Centromere specification:
In a long-running collaboration with
Kaustuv Sanyal's laboratory (JNCASR, Bangalore), we have studied the
sequence composition and evolution of centromeres in various yeast
species. Baker's yeast, Saccharomyces cerevisiae, has small
``point centromeres'' about 200-300bp long that are clearly defined by
repetitive elements. Fission yeast, S. pombe, and many
multicellular eukaryotes have large ``regional centromeres'' thousands
of base pairs long, that are often characterised by inverted repeats
and conserved sequence patterns. Candida albicans was
previously observed to have no identifiable sequence pattern in its
centromeres. We found that the same is true for its close relative
C. dubliniensis and, moreover, that the centromeric regions,
though syntenous with C. albicans, have no discernible sequence
homology and appear to be evolving much faster than other intergenic
sequence, suggesting a high error rate in replication (PNAS 2008). In
C. tropicalis we found a conserved centromere structure
reminiscent of higher eukaryotes, suggesting either a gain of such
structure in this species or a loss in other Candida species
(PLOS Genetics, 2016). We made a purely in-silico but convincing
determination of centromeric loci in Malassezia sympodialis, as
part of a larger project (NAR 2017). Sequence analysis techniques here
can also be relevant to understanding the functioning of promoters,
going beyond binding motifs to other features.
Recent work includes further study of centromere and karyotype evolution in Malassezia (eLife 2020), a study of replication origins and centromeric chromatin in Candida albicans (Genome Research 2021) and an evolutionary analysis of the multi-drug-resistant pathogen Candida auris (mBio 2021) and a clade identification technique (Microbiol Spectrum 2022).
Regulatory Genomics:
In 2018, we published a new algorithm for
analysis of ChIP-seq data, THiCweed (NAR 2018). Processed ChIP-seq data can
consist of tens of thousands of peaks per dataset, posing a challenge
to traditional motif-finders which don't scale to such sizes. Also,
ChIP-seq pulls down protein-DNA complexes and sequences the bound DNA,
but these DNA fragments may be directly bound to the protein of
interest or indirectly bound via co-factors, and therefore any motif
may appear in only a minority of these peaks. THiCweed reframes the
problem as one of clustering by sequence similarity, and moreover
looks at much larger lengthscales than typical motifs. In an extensive
analysis of ENCODE ChIP-seq data, we recover the known literature
motif in some fraction of the ChIP-seq peaks in most cases, but also
find many variants in these motifs, including variablity within
motifs, occurrence of secondary motifs, variability in spacing, and
extended features in surrounding sequence. Some motifs are widespread
across multiple ChIP-seq datasets: previous authors (Worsley-Hunt and
Wasserman, 2014) observed a few examples of this, but we find several
more. The variations in motifs and context sequence appear to be
biologically relevant. Importantly THiCweed is also much faster than
competitors, despite currently running on a single processor. The
importance of co-factors is a well-known problem, and several papers
have remarked on the variability of TF motifs and the importance of
contextual sequence; THiCweed is a promising and practical tool to
explore these issues. Extensions of this algorithm are ongoing.
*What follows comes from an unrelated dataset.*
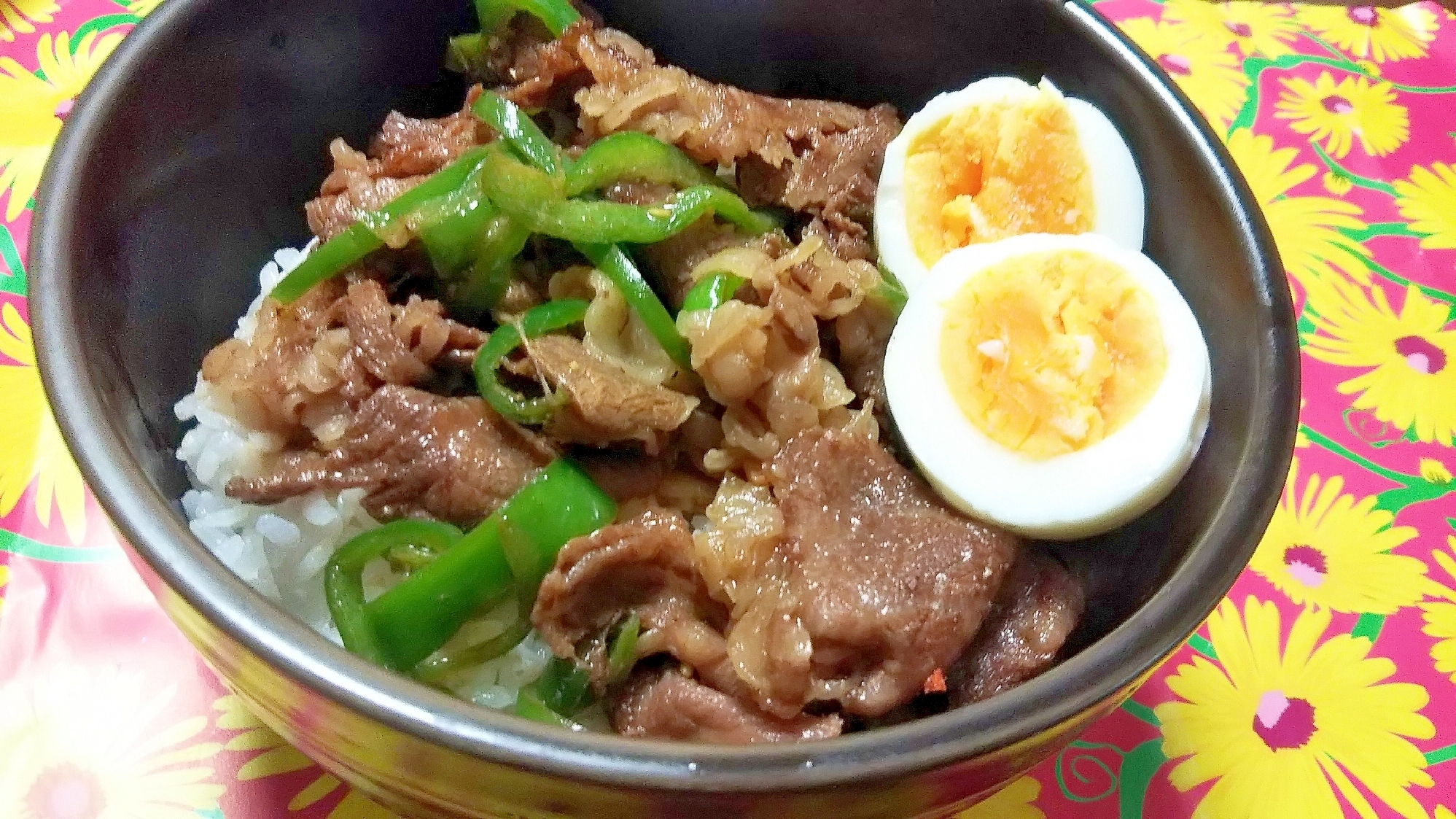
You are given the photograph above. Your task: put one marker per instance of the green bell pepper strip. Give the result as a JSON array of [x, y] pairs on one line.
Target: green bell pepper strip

This work builds on a long-standing interest in the complexities of
transcriptional regulation. Early work was PhyloGibbs, a
Gibbs-sampling motif-finder incorporating phylogeny
(PLOS Comp Biol 2005, 2008). In
2010 I proposed a method for including dinucleotide correlations in
models for TF binding, and demonstrated superior predictive
performance in yeast (PLOS One, 2010).
Chromatin and TF interactions:
With IMSc student
Rakesh Netha Vadnala (now at NCBS Bengaluru), and in
collaboration with Leelavati Narlikar (Pune) and Sridhar
Hannenhalli (Bethesda, MD, USA), we studied the cooperative
interaction of transcription factor binding in the
three-dimensional context of the nucleus. Traditionally
sequence proximity has been the main metric for studying TF-TF
interactions, but the availability of Hi-C chromatin interaction
data now enables us to examine interactions between sequentially
distant but spatially proximal regions. This interaction varies
among cell types because of differences in chromatin
conformation, and an understanding of this will be important in
in silico TF binding prediction and gene expression
studies. (bioRxiv, 2022)
Past projects
ChIP-seq: inferring cooperativity among transcription factors,
and a simulation pipeline
Vishaka Datta (then at NCBS, Bangalore), with Sandeep Krishna (NCBS
Bangalore) and me, developed an algorithm on how to infer cooperativity among
transcription factors purely based on ChIP-seq peak information (Datta,
Siddharthan, Krishna; PLOS One, 2018). Vishaka also developed a
comprehensive simulation pipeline for ChIP-seq experiments (Datta,
Hannenhalli, Siddharthan; PLOS Computational Biology, 2019).